書店には資本論の早わかり本もずいぶん出ているけれども、まずは原典だよなあと思ったので。
ちゃんと第一巻が一冊にまとめられているところも良い。文庫だと分冊でしょう? バラバラなのはどうもね。
資本論の第一巻は、第二巻以下と違って、マルクスが生きていたときに出版されたもの。そういう意味でのまとまりがある。第二巻、第三巻、剰余価値学説史といったものはマルクス生前にまとめきれなかったもので、完結性を見いだすのはなかなか…信奉者はどうぞって感じかな。
読んでみてどうだったかというと、別にどうということはない。なんだか高い山に登った気分で、登ったら登っただけのことはあるかなー。
本書は思った以上に読みやすい。というか必要なのは根気だけ。(訳文や組版も良い。)
内容は…ファンキー。ビッグネームDISりまくり。一つの勧善懲悪エンターテインメント作品。
後世に与えた影響もたいへんなもので、たとえば「機械と大工業」の章はフーコーやドゥルーズの議論につながる。自然と人間とが労働を介して関係を取り結ぶなどという話には、若いマルクスがちゃんと流れこんでいる。あと、たとえばアダム・スミスやなんかが意外と鋭いことを言っていたりするのもわかる。
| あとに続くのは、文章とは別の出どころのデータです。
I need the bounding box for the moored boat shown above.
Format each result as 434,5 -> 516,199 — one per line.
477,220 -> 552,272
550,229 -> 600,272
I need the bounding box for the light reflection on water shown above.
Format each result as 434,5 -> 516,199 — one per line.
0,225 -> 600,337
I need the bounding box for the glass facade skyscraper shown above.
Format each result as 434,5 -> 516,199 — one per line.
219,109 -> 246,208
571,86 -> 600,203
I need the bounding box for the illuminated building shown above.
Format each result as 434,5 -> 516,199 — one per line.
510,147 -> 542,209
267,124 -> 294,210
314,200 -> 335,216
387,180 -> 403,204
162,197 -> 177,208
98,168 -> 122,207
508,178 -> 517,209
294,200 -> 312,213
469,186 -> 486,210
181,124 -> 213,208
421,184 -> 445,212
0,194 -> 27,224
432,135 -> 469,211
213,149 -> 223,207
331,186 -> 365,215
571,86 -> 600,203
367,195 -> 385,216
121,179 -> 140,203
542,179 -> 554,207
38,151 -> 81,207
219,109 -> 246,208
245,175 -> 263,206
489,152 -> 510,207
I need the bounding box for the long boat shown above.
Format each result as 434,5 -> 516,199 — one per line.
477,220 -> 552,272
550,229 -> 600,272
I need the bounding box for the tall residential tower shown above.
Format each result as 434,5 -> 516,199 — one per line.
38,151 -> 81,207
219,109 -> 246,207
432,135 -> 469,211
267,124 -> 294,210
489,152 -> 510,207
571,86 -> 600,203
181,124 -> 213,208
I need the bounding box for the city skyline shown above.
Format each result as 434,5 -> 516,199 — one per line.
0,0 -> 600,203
それからこれ、工業社会の分析なのな。(あえて言えば経済のソフト化・サービス化に即した新たな資本論が書かれる必要があるよな。)
考えてみれば『経済学・哲学草稿』にしても『ドイツ・イデオロギー』にしても、書籍以前なんだよね。ブログみたいなもんで。そりゃ、チラシの裏や地下道の壁に真実が書かれているということはあるかもしれないけれども…。
マルクスのレトリックは過剰。そこが良いという言い方もできるんだけれども…ネタだよねえ。愛でたり萌えたりするのは勝手だけれども、妙に真に受けた人たちによるメチャクチャなことも歴史上起きているわけで。やはり、この点(現存した/現存している共産圏その他)に対する態度決定が必要だと言わざるをえない。(このようなことも読んだからこそ自信を持って言えるということもある。なお近頃は読みもしない本についてどうこう言う向きもあるけれども論外であろう。)